Света, впрочем, было не много, потому что пространства окон также были использованы должным образом — на одном грудами лежали коллекционные коробки, доверху набитые насекомыми, минералами, гербариями, а к другому было и вовсе не подойти — перед ним стоял огромный дубовый резной каминный портал, привезенный в Россию в начале XVIII века, но сделанный в Нюрнберге в конце XV. Федор свободно проходил сквозь него, всего лишь пригнувшись. Как деревянный портал пережил блокаду, знал только Федор.

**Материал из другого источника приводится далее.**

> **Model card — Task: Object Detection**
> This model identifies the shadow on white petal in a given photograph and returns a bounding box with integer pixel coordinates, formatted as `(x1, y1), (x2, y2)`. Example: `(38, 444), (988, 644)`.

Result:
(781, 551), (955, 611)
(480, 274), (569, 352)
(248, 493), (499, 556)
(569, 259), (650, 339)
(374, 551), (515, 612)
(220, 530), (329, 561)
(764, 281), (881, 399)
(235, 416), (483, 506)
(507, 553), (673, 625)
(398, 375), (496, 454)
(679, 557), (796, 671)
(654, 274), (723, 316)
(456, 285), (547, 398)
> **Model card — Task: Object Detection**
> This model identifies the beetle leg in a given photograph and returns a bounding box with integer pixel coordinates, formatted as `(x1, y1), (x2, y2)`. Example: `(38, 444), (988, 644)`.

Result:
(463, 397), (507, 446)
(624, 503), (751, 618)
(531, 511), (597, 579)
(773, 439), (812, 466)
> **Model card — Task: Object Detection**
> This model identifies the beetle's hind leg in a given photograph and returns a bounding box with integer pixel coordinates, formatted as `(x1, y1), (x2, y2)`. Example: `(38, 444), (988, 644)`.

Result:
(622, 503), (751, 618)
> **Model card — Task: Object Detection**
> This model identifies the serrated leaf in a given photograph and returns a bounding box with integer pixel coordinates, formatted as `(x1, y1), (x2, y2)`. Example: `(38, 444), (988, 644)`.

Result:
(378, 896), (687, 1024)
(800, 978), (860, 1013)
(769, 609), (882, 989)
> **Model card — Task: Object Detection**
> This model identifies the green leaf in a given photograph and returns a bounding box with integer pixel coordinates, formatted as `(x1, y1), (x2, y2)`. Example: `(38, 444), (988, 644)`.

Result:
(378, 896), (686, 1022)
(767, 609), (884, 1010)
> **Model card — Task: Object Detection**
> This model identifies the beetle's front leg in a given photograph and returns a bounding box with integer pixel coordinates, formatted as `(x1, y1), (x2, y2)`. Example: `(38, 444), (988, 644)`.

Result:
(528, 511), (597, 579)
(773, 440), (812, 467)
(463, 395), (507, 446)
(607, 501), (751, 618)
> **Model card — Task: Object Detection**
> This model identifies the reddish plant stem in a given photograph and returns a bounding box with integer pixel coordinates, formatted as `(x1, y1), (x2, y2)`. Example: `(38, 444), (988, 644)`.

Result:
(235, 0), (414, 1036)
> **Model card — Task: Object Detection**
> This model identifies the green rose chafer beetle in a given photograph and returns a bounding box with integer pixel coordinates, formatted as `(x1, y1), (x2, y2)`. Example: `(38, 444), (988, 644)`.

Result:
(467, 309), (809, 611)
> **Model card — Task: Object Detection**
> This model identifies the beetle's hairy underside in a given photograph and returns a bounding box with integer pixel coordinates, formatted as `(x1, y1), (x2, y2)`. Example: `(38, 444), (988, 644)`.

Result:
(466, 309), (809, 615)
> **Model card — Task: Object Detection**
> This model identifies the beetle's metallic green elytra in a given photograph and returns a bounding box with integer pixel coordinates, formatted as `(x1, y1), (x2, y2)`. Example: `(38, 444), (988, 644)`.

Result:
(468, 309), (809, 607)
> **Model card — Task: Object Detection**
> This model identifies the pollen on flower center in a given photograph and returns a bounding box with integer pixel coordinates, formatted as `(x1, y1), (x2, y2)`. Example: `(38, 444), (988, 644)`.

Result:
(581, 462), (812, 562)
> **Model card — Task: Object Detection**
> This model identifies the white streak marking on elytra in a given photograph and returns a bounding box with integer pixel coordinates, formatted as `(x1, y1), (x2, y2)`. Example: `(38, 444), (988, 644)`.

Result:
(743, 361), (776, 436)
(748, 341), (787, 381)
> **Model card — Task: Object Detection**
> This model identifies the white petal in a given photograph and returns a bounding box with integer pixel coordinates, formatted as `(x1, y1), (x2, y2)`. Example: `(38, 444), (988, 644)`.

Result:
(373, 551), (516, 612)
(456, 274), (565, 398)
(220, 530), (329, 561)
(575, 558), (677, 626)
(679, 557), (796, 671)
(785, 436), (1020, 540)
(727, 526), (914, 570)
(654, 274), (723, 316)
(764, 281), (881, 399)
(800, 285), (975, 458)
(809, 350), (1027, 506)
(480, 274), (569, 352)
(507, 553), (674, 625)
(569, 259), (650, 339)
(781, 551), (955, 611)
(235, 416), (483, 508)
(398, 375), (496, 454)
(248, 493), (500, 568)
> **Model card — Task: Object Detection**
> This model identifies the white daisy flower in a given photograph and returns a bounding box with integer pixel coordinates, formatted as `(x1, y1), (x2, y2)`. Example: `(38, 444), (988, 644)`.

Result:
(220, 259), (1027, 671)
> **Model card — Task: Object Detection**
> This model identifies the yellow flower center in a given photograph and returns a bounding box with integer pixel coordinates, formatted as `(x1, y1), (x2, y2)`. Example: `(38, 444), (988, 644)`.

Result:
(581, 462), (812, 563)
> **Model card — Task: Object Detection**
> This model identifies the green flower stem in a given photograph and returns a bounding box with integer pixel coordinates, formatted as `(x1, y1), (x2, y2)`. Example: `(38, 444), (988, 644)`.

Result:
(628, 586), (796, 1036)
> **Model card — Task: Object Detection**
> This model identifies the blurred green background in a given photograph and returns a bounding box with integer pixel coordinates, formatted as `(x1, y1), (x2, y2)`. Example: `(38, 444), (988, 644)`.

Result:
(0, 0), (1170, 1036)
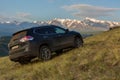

Знакомые Федора, впервые попав в этот сад неземных наслаждений, всегда советовали ему что-то продать и купить себе нормальную квартиру, где-нибудь в новом районе. Федор неизменно отвечал, что эти вещи ничего не стоят, а расставаться с памятью за копейки — не имеет смысла.
На самом деле, всего этого антикварного добра, сваленного как попало, хватило бы на покупку не менее трех квартир в самом центре, но Федор, по разным причинам, вещи эти хранил, особо стараясь не разбазаривать. Причем было здесь далеко не все — самое ценное и дорогое сердцу Федора было аккуратно сложено в коробки и составлено на чердаке дома Кузьмы Кравченко.
Постояв в раздумьях перед столом, Федор прошел к одному из огромных шифоньеров, достал оттуда великолепный шелковый халат, весь в разноцветных павлинах, переоделся, и, усевшись в одно из кресел у стола, мгновенно заснул. Его поза чем-то напоминала позу спящей птицы.
Федору снился сон. Снился в который раз.
Лес резных мраморных и ониксовых колонн, уходящих в поднебесье… Но небес не было там, только каменные арки, все выше, выше, выше… Насколько хватало взгляда, только тяжелые монолитные своды, в отблесках алого и багрового пламени. Реки раскаленной лавы, снопы искр и фейерверки огненных брызг. И среди потоков расплавленных металлов, водопадов, текущих раскаленным добела вольфрамом, гейзеров платины и озер оливина, не спеша и, как бы, нехотя, проплывали огромные острова, кружа вокруг собственной оси и собратьев, лавируя между скальными выступами и исчезая во тьме среди неверных отблесков огня.
Один из островов гордо парил в самом центре необъятной пещеры. Его вершину, будто срезанную невероятных размеров ножом, венчал ажурный обсидиановый замок.